Again, they both nodded yes. They were holding hands and sitting closer together than they had been at this point.
"Well then, we come to the point of really getting ready for a good time in bed. There is nothing like washing each other in a shower or bath tub before things move along. Before this and throughout the evening all wired phones should be off the hook and all cell phones turned off. Interruptions during the following are not good! Also, turn up the room heat for the bathroom and bedroom so that it gets to about eighty degrees Fahrenheit. That is the general temperature that feels good for a nude body."
At this point, Jim and Mary were shyly smiling.
"You want to make sure to wash your pubic areas very well. In fact, for some people it is considered to be a turn on to carefully shave each other's pubic area so that you have no hair down there. You see, pubic hair can retain smells that aren't overly conducive to closeness."
"Do not; masturbate yourself or your partner at this point. You want to save that sexual energy for later. When you finish the shower or bath take the time to very carefully dry your partner off.
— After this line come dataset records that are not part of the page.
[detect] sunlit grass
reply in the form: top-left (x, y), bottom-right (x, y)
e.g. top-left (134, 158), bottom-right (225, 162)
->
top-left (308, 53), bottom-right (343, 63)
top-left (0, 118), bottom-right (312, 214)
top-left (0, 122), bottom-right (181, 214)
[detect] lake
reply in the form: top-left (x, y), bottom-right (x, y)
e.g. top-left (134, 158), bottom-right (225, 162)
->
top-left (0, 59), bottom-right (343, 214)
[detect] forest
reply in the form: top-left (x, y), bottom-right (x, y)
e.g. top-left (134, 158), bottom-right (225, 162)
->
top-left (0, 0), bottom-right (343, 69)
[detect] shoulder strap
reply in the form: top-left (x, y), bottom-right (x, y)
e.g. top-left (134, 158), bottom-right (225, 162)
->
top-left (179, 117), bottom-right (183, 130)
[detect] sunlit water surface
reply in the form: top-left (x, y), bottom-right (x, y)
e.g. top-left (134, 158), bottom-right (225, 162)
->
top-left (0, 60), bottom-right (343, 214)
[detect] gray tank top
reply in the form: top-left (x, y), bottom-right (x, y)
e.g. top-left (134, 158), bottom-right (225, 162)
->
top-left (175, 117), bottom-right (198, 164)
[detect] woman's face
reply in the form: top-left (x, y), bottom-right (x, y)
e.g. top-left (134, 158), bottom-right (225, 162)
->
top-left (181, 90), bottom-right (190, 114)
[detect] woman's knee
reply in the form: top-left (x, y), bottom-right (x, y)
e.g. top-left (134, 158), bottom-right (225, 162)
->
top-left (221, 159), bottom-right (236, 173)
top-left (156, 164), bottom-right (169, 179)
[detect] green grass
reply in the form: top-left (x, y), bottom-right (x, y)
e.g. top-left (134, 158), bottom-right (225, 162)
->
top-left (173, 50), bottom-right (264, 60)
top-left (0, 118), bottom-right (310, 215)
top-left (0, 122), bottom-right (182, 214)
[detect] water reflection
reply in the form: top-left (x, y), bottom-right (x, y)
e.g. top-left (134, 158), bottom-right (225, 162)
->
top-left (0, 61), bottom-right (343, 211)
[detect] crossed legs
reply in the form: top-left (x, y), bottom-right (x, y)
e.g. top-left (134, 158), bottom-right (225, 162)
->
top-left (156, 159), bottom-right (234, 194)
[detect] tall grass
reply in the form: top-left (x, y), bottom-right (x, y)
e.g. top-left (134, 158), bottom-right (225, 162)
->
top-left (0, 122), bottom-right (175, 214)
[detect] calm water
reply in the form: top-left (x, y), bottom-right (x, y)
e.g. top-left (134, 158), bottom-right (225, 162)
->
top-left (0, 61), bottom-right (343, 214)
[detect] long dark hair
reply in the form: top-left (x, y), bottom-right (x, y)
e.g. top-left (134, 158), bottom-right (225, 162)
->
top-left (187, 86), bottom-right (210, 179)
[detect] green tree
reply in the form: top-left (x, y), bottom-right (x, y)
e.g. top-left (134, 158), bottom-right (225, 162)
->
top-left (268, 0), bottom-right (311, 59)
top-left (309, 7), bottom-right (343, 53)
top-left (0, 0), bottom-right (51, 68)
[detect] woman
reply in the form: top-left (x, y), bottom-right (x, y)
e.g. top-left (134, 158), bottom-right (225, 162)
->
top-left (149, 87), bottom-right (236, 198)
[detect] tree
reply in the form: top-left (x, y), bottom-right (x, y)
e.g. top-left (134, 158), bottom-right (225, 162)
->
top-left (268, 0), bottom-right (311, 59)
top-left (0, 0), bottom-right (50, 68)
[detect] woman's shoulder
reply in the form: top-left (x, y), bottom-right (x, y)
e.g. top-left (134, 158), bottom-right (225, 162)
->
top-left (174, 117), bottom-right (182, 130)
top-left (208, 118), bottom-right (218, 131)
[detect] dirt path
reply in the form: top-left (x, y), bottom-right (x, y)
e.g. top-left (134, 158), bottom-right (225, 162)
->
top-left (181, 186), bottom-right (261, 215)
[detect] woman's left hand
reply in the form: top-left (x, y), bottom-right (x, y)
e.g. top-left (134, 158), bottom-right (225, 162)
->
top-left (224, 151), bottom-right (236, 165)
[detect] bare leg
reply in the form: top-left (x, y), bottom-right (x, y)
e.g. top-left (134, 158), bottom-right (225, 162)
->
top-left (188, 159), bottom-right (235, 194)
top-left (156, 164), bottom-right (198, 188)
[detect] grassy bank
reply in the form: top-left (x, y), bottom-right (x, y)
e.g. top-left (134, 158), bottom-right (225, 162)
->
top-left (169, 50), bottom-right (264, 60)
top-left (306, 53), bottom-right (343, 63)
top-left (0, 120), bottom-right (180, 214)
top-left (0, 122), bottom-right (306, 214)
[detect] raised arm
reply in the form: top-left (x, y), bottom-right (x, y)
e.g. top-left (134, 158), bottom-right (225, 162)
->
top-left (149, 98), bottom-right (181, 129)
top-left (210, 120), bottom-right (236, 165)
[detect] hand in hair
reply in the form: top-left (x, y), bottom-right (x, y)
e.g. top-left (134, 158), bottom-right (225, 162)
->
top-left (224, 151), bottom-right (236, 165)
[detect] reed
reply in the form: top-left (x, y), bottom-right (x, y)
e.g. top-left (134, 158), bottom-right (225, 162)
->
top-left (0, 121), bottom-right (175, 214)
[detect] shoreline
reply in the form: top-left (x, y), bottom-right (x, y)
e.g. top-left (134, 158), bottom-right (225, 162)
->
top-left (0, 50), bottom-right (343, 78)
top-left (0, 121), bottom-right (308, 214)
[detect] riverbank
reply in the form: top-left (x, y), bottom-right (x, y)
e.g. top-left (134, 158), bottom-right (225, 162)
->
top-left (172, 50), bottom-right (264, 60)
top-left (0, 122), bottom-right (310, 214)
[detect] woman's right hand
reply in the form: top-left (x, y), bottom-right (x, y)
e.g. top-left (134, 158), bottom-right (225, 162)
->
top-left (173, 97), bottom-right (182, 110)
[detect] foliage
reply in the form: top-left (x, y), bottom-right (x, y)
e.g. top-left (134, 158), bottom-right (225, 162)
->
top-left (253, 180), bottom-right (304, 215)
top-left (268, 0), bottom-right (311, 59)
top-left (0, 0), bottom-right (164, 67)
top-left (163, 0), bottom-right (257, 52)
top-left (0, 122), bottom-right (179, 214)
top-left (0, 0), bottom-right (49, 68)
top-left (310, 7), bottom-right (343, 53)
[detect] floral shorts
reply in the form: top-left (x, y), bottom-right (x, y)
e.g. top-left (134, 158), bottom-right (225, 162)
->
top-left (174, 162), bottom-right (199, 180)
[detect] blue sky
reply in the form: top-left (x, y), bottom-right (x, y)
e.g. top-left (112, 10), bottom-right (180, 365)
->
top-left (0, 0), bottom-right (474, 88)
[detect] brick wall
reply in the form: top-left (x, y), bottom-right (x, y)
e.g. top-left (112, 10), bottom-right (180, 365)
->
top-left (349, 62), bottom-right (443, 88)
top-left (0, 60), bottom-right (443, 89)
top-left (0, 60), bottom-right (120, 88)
It is amazingly sexy to have someone else, lovingly, dry you."
"Now, when you get to the bed I would suggest no less than ten or more minutes just kissing and feeling your partner. I loved to be kissing my wife and playing with her breasts, sucking her breasts, and stroking her hair. This is not wasted time. The idea is to nicely delay your activities so that you become more and more sexually excited."
"Before I go further, do either of you have a question or problem so far?"